Another defining aspect of craft is its reproducibility. The handwoven mat may be copied and woven a dozen times, and the same can be done with the planter and the jewelry box. But the distinction between art and craft gets additionally ticklish when one considers that some paintings and some sculptures, for instance, can be reproduced by human hand and thus can exhibit aspects of the craft object. Thus, I find it useful to think of art and craft as existing on a continuum of utility with each existing at the opposite extremes.

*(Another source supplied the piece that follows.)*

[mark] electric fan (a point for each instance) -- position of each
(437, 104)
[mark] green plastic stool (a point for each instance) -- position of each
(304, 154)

In the Western tradition (of which we in Guyana are part despite occasional divergence), craftwork was historically delineated along lines of sex and a strict hierarchy existed which attributed craft to a lesser rung on the ladder with fine art at its pinnacle. Thus, higher valuation was possible for the fine art object and by extension, the creative work of men was valued higher than those of women as the latter were the traditional crafters. It was Second-Wave Feminism that challenged this hierarchy and in doing so demanded that the two – art and craft – be looked at as essentially on par. Consequently, a hammock from the famed and highly sought-after Rupununi Weavers could be valued on an equivalent level as a well-executed sculpture or a painting. Second-wave feminism also allowed for the recognition that historically women were not the intended audience of substantial swaths of artwork as women’s bodies had routinely been sexualised and presented for a masculine heteronormative gaze. Thus, the bending nude ballerina was intended for a viewer other than myself.